Chester Castle
is in the city of Chester, Cheshire, England. It is sited at the
southwest extremity of the area bounded by the city walls.
The castle was built in 1070 by Hugh d'Avranches, the second
Earl of Chester. It is possible that it was built on the site of
an earlier Saxon fortification but this has not been confirmed.
The original structure would have been a motte-and-bailey castle
with a wooden tower. In the 12th century the wooden tower was
replaced by a square stone tower, the Flag Tower. During the
same century the stone gateway to the inner bailey was built.
This is now known as the Agricola Tower and on its first floor
is the chapel of St Mary de Castro. The chapel contains items of
Norman architecture. In the 13th century, during the reign of
Henry III, the walls of an outer bailey were built, the gateway
in the Agricola Tower was blocked up and residential
accommodation, including a Great Hall, was built along the south
wall of the inner bailey. Later in the century, during the reign
of Edward I, a new gateway to the outer bailey was built. This
was flanked by two half-drum towers and had a drawbridge over a
moat 26 feet deep. Further additions to the castle at this time
included individual chambers for the King and Queen, a new
chapel and stables.
Prominent people held as prisoners in the crypt of the Agricola
Tower were Richard II and Eleanor Cobham, wife of Humphrey, Duke
of Gloucester, and Andrew de Moray, hero of the Battle of
Stirling Bridge. During the Wars of the Roses, Yorkist John
Neville, 1st Marquess of Montagu was captured and imprisoned at
the castle by Lancastrians following the Battle of Blore Heath,
near the town of Market Drayton, Shropshire, in 1459. He was
released from captivity following the Yorkist victory at
Northampton in 1460. Outside the outer bailey gate was an area
known as the Gloverstone where criminals waiting for execution
were handed over to the city authorities. The Great Hall was
rebuilt in the late 1570s.
During the Civil War Chester was held by the Royalists. The
castle was assaulted by Parliamentary forces in July 1643, and
in January and April 1645. Together with the rest of the city,
it was besieged between September 1645 and February 1646.
Following the civil war the castle was used as a prison, a court
and a tax office. In 1687 James II attended Mass in the chapel
of St Mary de Castro. In 1696 Chester mint was established and
was managed by Edmund Halley in a building adjacent to the Half
Moon tower. During the 1745 Jacobite rising a gun emplacement
was built on the wall overlooking the river.
By the later part of the 18th century much of the fabric of the
castle had deteriorated and John Howard, the prison reformer,
was particularly critical of the conditions in the prison.
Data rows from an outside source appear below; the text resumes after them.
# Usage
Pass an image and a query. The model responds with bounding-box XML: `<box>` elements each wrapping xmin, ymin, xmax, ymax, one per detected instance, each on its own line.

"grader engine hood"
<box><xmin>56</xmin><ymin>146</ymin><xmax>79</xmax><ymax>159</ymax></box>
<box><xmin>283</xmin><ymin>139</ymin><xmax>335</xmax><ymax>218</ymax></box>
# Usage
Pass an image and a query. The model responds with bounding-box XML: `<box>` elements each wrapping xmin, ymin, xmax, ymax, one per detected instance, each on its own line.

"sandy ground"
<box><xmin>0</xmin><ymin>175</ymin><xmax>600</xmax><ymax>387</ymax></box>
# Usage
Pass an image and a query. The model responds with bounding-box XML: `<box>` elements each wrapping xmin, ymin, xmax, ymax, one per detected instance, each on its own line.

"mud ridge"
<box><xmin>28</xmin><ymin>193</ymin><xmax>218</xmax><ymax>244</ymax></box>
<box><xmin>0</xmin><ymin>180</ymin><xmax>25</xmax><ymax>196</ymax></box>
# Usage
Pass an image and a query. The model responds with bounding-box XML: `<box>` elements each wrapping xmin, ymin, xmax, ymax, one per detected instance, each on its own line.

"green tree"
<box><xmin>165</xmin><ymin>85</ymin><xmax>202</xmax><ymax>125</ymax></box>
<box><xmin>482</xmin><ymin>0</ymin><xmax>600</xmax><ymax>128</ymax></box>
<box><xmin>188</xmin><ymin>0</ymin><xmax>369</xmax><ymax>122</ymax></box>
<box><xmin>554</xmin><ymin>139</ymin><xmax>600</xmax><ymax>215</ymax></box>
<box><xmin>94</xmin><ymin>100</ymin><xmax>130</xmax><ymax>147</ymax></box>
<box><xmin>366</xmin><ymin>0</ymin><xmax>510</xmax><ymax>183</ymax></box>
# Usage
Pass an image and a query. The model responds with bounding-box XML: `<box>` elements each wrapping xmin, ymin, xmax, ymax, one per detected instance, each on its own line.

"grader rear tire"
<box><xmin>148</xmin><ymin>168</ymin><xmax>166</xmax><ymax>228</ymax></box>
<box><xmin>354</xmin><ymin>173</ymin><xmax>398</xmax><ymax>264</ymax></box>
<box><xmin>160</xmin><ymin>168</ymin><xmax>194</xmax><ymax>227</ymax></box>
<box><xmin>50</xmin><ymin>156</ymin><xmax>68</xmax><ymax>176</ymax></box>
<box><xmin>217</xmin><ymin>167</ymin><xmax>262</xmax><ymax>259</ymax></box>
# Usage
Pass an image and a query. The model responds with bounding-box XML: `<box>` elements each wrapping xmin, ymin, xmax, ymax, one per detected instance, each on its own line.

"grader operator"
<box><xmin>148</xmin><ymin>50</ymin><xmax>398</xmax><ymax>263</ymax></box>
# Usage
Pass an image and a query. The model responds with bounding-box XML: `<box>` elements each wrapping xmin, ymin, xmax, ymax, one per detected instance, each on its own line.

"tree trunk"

Thomas Harrison was commissioned to design a new prison. This
was completed in 1792 and praised as one of the best constructed
prisons in the country. Harrison then went on to rebuild the
medieval Shire Hall in neoclassical style. He also built two new
wings, one to act as barracks, the other as an armory, and
designed a massive new entrance to the castle site, styled the
Propylaeum. The buildings, which were all in neoclassical style,
were built between 1788 and 1822.
In February 1867, Irish Fenian Michael Davitt led a group of IRB
men from Haslingden on an abortive raid for arms on the castle.
The Army moved in to take hold of the castle and in 1873 a
system of recruiting areas based on counties was instituted
under the Cardwell Reforms and the castle became the depot for
the two battalions of the 22nd (Cheshire) Regiment of Foot.
Under the Childers Reforms, the 22nd regiment evolved to become
the Cheshire Regiment with its depot in the castle in 1881.
In 1925, after being used for 200 years as a warehouse and
ammunition store, the crypt and chapel in the Agricola Tower
were re-consecrated by the Bishop of Chester for the use of the
Cheshire Regiment. In 1939 the chapel was refurnished. The
castle remained the depot of the Cheshire Regiment until 1939,
when the regiment moved out to Dale Barracks.